We eat our own. We make up litmus tests and then level judgments. Does she dress the way a Christian woman should? Does she wear her hair the way a Christian woman should? Does she go to the "right" parish? Does she manage her finances the "right' way? Use the "right" curriculum? Spend her time the "right" way? Does she have enough children and are they spaced the "right" way? If the answers don't fit what we've decided--in our opinions--constitute holiness, we chew the woman up and spit her out in disgust.

And we become women of opinion, not conviction, to use a phrase coined by Colleen Mitchell. We become women who are so preoccupied by judging and condemning that we tear down our own homes with our own hands. The spirit of condemnation pervades the very being of the woman and erodes at the gentleness, peacefulness, and goodness her family deserves.  She becomes a bitter women and her life bears bitter fruit.

I appreciate the trip down memory lane, Holly. I was the youngest member of the staff by far in my Welcome Home days. I learned so much from the women with whom I worked. Now, with the benefit of time and experience, I appreciate even more the "policy" Mothers at Home always had regarding women employed outside the home. It's a policy that we should extend to all our relationships.
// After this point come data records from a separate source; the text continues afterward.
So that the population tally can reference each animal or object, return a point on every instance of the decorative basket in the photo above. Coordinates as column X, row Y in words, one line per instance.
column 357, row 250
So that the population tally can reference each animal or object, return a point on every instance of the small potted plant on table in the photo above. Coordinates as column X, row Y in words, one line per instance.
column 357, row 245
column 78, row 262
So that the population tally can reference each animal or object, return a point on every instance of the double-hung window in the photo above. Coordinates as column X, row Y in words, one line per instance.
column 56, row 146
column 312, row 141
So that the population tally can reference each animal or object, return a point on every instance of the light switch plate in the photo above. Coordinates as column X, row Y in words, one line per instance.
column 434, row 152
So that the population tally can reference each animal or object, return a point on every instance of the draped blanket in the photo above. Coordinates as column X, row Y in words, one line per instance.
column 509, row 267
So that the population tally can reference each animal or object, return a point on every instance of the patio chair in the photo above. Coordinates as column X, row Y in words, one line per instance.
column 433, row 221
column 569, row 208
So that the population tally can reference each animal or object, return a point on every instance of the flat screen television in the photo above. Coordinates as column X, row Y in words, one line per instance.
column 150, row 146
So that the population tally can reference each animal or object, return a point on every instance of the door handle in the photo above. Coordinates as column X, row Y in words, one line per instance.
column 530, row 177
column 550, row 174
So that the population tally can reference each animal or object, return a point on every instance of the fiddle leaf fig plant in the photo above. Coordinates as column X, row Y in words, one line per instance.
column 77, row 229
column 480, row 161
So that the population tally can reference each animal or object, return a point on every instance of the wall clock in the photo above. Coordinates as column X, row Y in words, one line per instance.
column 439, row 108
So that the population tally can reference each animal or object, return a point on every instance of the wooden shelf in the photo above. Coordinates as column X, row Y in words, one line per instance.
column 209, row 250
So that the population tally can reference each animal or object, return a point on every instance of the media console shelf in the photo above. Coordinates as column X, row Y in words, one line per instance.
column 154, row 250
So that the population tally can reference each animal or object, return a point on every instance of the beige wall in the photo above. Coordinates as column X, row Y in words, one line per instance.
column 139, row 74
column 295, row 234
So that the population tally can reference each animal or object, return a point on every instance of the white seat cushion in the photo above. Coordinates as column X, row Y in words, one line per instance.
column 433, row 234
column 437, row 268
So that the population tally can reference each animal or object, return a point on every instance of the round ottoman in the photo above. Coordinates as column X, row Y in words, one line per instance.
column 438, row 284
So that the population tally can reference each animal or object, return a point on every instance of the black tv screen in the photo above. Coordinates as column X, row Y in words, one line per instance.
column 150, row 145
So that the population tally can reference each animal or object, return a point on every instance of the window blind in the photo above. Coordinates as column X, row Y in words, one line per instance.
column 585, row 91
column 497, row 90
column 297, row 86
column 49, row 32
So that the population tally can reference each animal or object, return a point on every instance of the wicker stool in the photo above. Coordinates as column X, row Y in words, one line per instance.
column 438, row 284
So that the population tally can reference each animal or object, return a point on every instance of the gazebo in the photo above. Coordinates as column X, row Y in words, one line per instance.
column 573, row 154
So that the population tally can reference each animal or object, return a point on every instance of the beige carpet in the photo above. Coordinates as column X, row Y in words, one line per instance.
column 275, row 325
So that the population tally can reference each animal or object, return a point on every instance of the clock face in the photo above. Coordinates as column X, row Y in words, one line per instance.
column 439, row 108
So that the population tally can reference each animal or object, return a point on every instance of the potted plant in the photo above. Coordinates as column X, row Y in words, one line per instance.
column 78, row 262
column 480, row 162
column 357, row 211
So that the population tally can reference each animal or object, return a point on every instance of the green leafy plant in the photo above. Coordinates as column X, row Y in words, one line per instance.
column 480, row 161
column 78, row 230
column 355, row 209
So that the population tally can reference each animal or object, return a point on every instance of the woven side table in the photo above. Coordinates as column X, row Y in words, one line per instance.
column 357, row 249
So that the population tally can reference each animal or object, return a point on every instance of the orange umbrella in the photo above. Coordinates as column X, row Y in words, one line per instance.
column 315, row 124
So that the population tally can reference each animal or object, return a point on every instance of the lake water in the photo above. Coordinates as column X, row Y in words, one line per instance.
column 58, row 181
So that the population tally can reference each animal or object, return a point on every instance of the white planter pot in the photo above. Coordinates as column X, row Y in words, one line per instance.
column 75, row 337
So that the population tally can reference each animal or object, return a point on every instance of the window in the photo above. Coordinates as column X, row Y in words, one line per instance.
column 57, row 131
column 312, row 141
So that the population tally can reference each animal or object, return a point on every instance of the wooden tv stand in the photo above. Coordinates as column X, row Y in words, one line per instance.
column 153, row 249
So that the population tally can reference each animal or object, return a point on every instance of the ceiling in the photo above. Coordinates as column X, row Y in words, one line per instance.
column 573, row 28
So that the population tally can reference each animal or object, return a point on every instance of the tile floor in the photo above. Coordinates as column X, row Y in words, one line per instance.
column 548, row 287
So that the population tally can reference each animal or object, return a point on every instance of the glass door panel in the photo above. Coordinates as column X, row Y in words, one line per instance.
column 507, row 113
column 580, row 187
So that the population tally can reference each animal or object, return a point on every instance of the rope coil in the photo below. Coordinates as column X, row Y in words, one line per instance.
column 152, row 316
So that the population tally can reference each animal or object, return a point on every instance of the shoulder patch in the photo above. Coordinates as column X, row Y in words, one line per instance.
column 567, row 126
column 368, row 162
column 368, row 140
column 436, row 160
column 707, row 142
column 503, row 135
I can't imagine being Vice President. I can't even imagine being the managing editor of a magazine, working from home, any more. And you know, I can't imagine running a lacemaking business from my home either. But Zelie Martin did. And she will be canonized a month from now. I can't imagine being a busy doctor while caring for several young children. But St. Gianna Molla did. I can't imagine starting a ministry with my husband, involving my children in it, and moving countless times as necessary to see it grow. But Sally Clarkson did.  I can't imagine having to enroll my children in school and resume a professional career because my husband is gravely ill. But one of the holiest women I know did exactly that. And in every case, those women did what was right for their families. In every case, the fact that mom had a job was part of their family culture. In every case, these women and their husbands raised great kids. Every one of those women is heroic. Every one of those women was an intimate friend of God and listened to and followed His call, no matter how daunting it seemed. And God blessed that courage and conviction and discipline. God is big, very big, much bigger than our narrow notions of how women should look if they are holy women. God has big ideas for women.

We have an opportunity now to shape the future of our culture, an opportunity to ensure that our children and our grandchildren are safe in a  culture of life. We have an opportunity as mothers, wives, and women to  effect change: meaningful, positive change. And you can bet that the forces of evil would like nothing better than for us to be sidetracked by judging Sarah Palin's "fitness" as a Christian woman. We are the voting block that can turn the tide in this country.

I've thought almost incessantly in the past twenty-fours about how in the world Mrs. Palin can possibly accomplish all she does. I want her time management skills. I bet she doesn't waste one precious second peering into other women's homes and marriages and families and judging how they should be living out their vocations. Instead, she hears the call of her Maker. She keeps her eyes on her own work.  He's asking her to make a huge sacrifice for His kingdom. He's asking her to take on a daunting task for the culture of life. He's asking her to act as a woman of conviction. Instead of wasting time worrying about the intimate details of her family, maybe we all should spend our time in prayer for her and for our country.

For what it's worth, I didn't ask people to congratulate Danielle. I asked them to pray for her. Really? Are we hesitant to ask for prayers, ever?